Transition Period: During implementation of the new GE regulations, a transitional period is provided in recognition of the fact that it may take some time for schools to make adjustments in programs that may otherwise be in jeopardy of failing the D/E ratios. During the transition period, ED will calculate a transitional draft D/E rate. The transition period is the first five years for a program of one year in length or less, the first six years for programs between one and two years in length, and the first seven years of reporting for a program that is two years in length or longer. If a program is failing or in the zone based on its draft D/E rates during the transition period, ED will calculate a transitional draft D/E rate for that award year. The rate that will be used and considered the final rate will be the lower of the standard draft D/E rate or the transitional draft rate.
Appeals: Schools will have 14 days after the D/E rates have been released to let ED know that the school intends to appeal, if it does plan to do so.
Period of Ineligibility: If a program becomes ineligible, the school may not try to have it reinstated as an eligible program for 3 calendar years from the date of notice of ineligibility.
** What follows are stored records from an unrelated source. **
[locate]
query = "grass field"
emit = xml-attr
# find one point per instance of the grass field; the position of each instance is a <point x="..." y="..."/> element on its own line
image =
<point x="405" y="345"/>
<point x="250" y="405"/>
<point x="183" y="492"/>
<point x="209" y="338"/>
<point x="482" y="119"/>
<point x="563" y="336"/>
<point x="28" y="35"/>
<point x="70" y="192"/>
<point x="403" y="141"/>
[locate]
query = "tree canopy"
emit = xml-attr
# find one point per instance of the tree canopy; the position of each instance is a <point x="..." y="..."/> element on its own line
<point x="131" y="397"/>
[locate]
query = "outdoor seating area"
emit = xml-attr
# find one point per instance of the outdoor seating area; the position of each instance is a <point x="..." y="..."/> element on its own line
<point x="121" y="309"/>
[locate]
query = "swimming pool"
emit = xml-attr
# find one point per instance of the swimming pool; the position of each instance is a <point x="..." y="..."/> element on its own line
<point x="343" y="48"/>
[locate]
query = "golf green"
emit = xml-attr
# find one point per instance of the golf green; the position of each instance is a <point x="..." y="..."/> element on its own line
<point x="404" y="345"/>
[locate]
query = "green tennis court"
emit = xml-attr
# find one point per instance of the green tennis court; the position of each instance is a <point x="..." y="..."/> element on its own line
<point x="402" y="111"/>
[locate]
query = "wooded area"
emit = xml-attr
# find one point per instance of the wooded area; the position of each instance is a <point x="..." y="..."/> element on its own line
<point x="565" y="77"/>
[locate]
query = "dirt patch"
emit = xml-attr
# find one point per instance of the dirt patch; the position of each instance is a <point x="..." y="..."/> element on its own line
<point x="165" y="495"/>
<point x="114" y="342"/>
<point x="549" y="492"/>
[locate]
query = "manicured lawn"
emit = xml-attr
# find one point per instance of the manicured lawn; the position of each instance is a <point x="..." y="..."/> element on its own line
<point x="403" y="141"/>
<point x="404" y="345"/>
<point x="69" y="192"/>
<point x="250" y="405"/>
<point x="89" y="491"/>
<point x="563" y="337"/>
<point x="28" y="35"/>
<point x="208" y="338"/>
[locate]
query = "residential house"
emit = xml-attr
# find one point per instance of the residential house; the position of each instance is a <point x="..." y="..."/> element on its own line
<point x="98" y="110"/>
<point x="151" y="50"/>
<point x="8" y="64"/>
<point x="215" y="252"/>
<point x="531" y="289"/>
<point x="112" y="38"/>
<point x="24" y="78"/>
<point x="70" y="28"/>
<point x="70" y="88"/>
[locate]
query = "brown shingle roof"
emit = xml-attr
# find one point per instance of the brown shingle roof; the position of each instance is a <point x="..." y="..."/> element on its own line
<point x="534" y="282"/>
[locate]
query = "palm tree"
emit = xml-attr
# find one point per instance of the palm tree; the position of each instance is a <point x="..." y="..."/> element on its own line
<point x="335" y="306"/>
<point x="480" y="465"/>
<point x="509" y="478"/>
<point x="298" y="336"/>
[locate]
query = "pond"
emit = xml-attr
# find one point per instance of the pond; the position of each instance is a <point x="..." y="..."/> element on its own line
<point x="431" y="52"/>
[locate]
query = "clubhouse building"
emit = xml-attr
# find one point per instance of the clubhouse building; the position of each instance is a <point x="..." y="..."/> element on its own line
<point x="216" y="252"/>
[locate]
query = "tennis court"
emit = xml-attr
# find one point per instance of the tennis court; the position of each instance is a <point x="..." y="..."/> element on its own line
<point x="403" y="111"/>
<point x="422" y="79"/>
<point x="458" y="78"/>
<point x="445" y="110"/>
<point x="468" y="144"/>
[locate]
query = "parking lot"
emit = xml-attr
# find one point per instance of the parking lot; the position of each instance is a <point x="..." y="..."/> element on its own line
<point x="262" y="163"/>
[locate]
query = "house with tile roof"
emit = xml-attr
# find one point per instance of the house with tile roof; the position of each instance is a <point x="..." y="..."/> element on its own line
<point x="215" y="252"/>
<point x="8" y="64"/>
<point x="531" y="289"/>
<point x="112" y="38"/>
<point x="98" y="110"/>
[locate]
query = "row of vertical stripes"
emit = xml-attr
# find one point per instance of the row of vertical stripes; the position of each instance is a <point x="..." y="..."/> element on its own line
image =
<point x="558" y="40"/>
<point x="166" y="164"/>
Likewise, the school may not initiate eligibility for a substantially similar program during that 3-year period. A substantially similar program is one that would share the same first four digits of the Classification of Instructional Program (CIP) code. (See FAME’s June 30, 2014 Regulatory Bulletin, “Working with Code: CIP Codes” for more information on CIP codes.)
Disclosures: It is stipulated in the GE regulation that the disclosure requirements of this new set of rules is effective as of July 1, 2017. This is to allow ED time to do consumer testing on the information that will be requested and disclosed. Until the July 1, 2017, timeframe for the new disclosures, schools are required to continue disclosing information as has been stipulated in the prior regulation. ED’s template is still to be utilized for disclosing the required information. Schools are to have updated their disclosure information by January 31, 2015, utilizing ED’s current template and institutional data from the 2013-2014 award year.
Gaining from Gainful Employment
There is no question that the GE Redux creates some challenges. And, it is yet to be seen whether it turns out to be the “trick or treat” (in recognition of the date the volume of regulations was released), or perhaps, a comedy or a tragedy. But, one can hope that indeed the information reported to ED and disclosed to students will assist in ensuring students are more aware of the potential for their success upon graduation. After all, schools offering programs that do not lead to a degree are in the business to educate and train students to succeed in the field of their academic endeavor, thereby becoming gainfully employed.
___________________________________________
This article is presented for informational and educational purposes only and should not be considered to be giving legal advice.